Step three – Verify the Results

If you’ve been through IT projects, you know that testing is an important part of any computer system – and data analysis is no different. It’s especially important to verify the data if you expect to share it publicly, because once data is out there it’s very difficult to retract. 

There are lots of ways for something to go wrong when creating extracts and transforming the data. “Transform” is the catch-all term we IT folks like to use for making changes to the data after it’s extracted. This could range from reformatting a date to adding new calculated fields, but it’s all still programming by humans – so mistakes are inevitable. 

The best way to test extracted data is to run queries on the data in its new home and run the same query on the original data. You should get the same results. In addition to summary totals, you should also spot check a few records field-by-field to verify the data mappings. So, in the Business Tax revenue example, you would run monthly collection totals to verify the amounts extracted and choose a few records to verify that the address and reference codes are correct compared to the originals. 

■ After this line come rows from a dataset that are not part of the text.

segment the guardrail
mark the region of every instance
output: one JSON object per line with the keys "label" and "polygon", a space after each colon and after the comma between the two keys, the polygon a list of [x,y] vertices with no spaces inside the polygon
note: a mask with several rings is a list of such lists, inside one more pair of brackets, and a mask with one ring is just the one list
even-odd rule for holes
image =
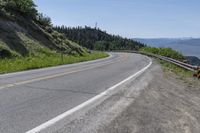
{"label": "guardrail", "polygon": [[138,54],[143,54],[143,55],[147,55],[147,56],[151,56],[151,57],[156,57],[158,59],[173,63],[179,67],[182,67],[186,70],[192,71],[194,72],[194,76],[196,76],[197,78],[200,79],[200,66],[193,66],[169,57],[165,57],[165,56],[161,56],[161,55],[156,55],[156,54],[152,54],[152,53],[147,53],[147,52],[140,52],[140,51],[129,51],[129,50],[119,50],[119,51],[115,51],[115,52],[128,52],[128,53],[138,53]]}

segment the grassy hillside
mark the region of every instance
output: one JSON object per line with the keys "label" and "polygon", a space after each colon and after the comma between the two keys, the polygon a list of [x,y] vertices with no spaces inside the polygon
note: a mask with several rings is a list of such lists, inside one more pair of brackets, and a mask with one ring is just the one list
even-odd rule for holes
{"label": "grassy hillside", "polygon": [[0,1],[0,58],[37,55],[42,50],[84,54],[86,50],[52,29],[32,0]]}
{"label": "grassy hillside", "polygon": [[78,44],[48,28],[41,28],[36,22],[23,17],[9,19],[0,16],[0,57],[37,55],[41,49],[63,51],[66,54],[85,52]]}
{"label": "grassy hillside", "polygon": [[171,48],[143,47],[140,49],[140,51],[170,57],[180,61],[183,61],[185,59],[185,57],[181,53]]}
{"label": "grassy hillside", "polygon": [[88,49],[94,50],[138,50],[144,45],[131,39],[110,35],[105,31],[91,27],[68,28],[55,27],[55,30]]}
{"label": "grassy hillside", "polygon": [[107,57],[53,29],[32,0],[0,0],[0,73]]}

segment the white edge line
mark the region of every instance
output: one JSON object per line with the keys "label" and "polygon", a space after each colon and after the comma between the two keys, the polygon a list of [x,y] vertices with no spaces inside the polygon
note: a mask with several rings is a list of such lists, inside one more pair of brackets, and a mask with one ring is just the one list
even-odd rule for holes
{"label": "white edge line", "polygon": [[[149,58],[149,57],[147,57],[147,58]],[[115,88],[117,88],[121,84],[123,84],[123,83],[129,81],[130,79],[135,78],[135,77],[139,76],[140,74],[142,74],[143,72],[145,72],[152,65],[152,60],[150,58],[149,58],[149,60],[150,60],[150,63],[146,67],[144,67],[143,69],[138,71],[137,73],[131,75],[130,77],[124,79],[123,81],[117,83],[116,85],[108,88],[106,91],[104,91],[104,92],[100,93],[99,95],[89,99],[88,101],[86,101],[86,102],[84,102],[84,103],[82,103],[82,104],[80,104],[80,105],[78,105],[78,106],[76,106],[76,107],[64,112],[63,114],[60,114],[60,115],[56,116],[55,118],[53,118],[53,119],[51,119],[51,120],[39,125],[38,127],[35,127],[33,129],[27,131],[26,133],[38,133],[38,132],[40,132],[40,131],[42,131],[42,130],[44,130],[44,129],[52,126],[52,125],[54,125],[56,122],[64,119],[65,117],[75,113],[76,111],[84,108],[85,106],[88,106],[89,104],[95,102],[96,100],[100,99],[101,97],[106,96],[110,91],[114,90]]]}

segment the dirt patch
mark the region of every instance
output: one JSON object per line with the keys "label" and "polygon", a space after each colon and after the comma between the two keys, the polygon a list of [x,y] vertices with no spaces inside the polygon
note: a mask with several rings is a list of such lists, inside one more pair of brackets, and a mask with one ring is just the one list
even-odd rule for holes
{"label": "dirt patch", "polygon": [[188,86],[173,73],[154,64],[153,76],[134,102],[109,125],[105,133],[199,133],[200,84]]}

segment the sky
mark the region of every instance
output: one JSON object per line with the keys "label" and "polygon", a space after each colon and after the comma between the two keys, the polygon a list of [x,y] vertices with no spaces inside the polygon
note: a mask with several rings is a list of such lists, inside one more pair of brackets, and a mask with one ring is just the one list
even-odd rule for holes
{"label": "sky", "polygon": [[200,37],[200,0],[33,0],[53,25],[91,26],[127,38]]}

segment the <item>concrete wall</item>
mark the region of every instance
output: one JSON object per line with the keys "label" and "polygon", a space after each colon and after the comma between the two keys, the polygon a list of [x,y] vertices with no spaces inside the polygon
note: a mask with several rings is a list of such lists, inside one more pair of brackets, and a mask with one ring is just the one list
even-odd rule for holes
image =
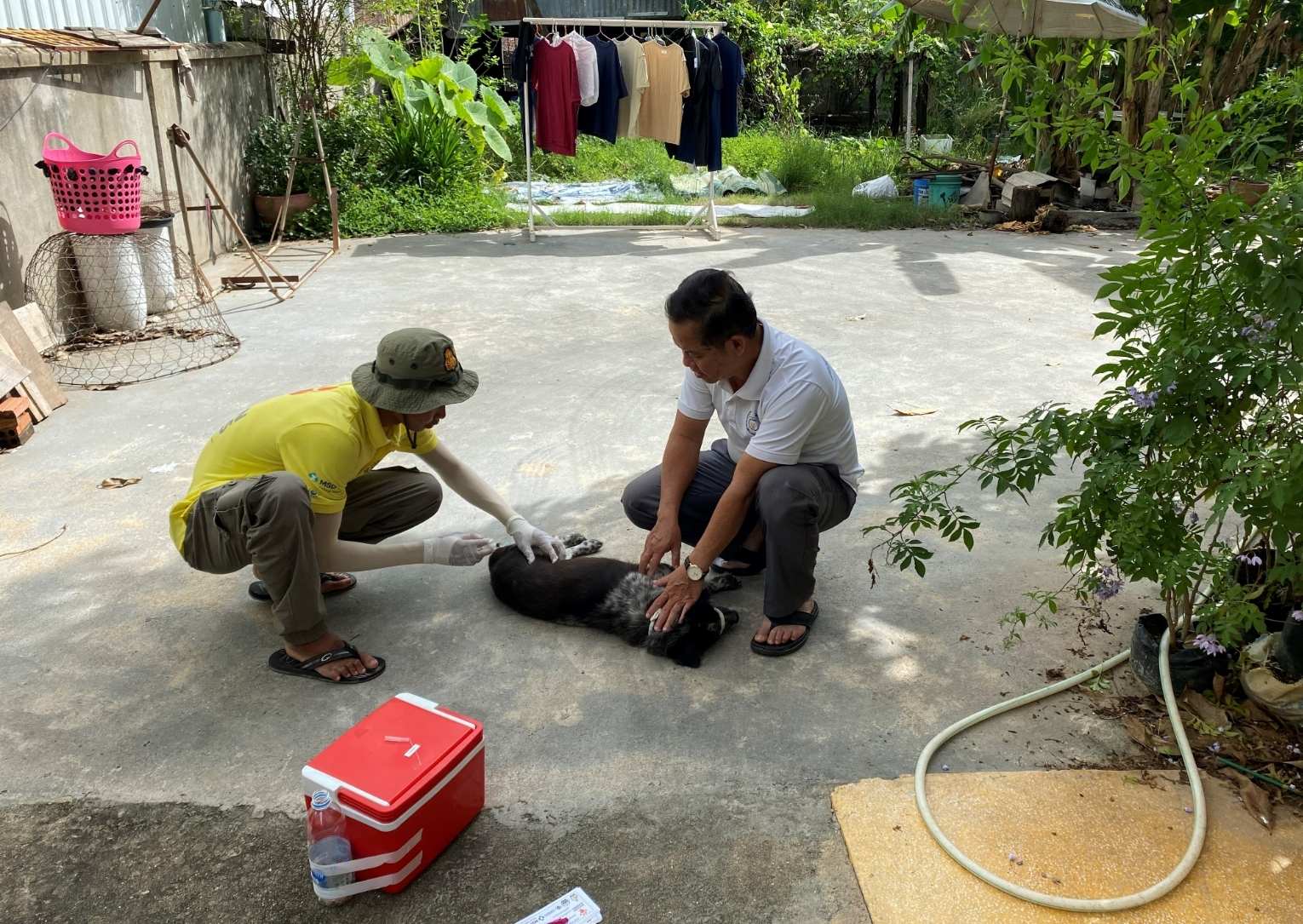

Another time to verify the data is if someone finds surprising results. One of the reasons for data collection is to gain new insights, but if you find something suspicious… then don’t forget to be suspicious of the data! Here’s a true story: Urbana’s Open Data included police records pulled down from the source system as Excel files, then transformed and loaded to the public portal. A data expert in Police noticed a pattern of periodic drop-offs in incidents that no one in IT had spotted. The culprit? The Excel files were an older format that limited sheets to 65,536 rows – so exported records after those were being lost! (I love Excel, but it has some nasty habits that make it bad for data transformations. Leading zeroes can be lost – a problem when you have reference codes like “0102” - and Excel likes to change Parcel Numbers to scientific notation. And don’t get me started on Excel Dates... really, Excel, you need your own date format? Really?)

Final Thoughts

This article started with the bad news that there is no magical fix to connect data, but let’s end on a more positive note about the possibilities that lie ahead. Even 10 years ago the idea of mashing up data from different systems was too expensive and complex for most government organizations, but now anyone can find open-source (i.e. free) tools to extract, merge, and host datasets.  We need these tools because demand for connected data is growing - from internal managers, elected officials, and our citizens.  As people gain experience with data analysis it is only natural that they will start asking broader data questions

You might be one of those people receiving those questions. (If so, congratulations – you’re a data scientist!) Even if you’re not getting questions yourself, you might know a lot about the Financial System, the Chart of Accounts, or other software packages run in your organization. This puts you in a position to help those requesters when the questions come. 

Your goal is to help the requesters clarify their business problems based the available data and determine what data should be used and how to interpret it. The steps above can give a structure to the approach, but every situation is different – and the best place to start is always getting the experts and requesters in the same room to have a discussion. (Whiteboards are optional, but useful.)
 
If you want to learn more about your data, a great approach is learning the reporting tools. Try to create a query on your own and gain some experience about how the data is stored for reporting. (The good news: most commercial software does a great job making it accessible.) Most data extracts can be addressed through basic queries and an export to a commonly used data format.

Let’s hope that the trend towards better use of data for decision making will continue. Data analysis can be a wonderful tool to inform and guide problem solving and can provide unexpected insights. Data analysis can also be abused, manipulated, or incorrect. Our goal as data experts is to encourage the informed use of accurate data – an aspirational goal, indeed.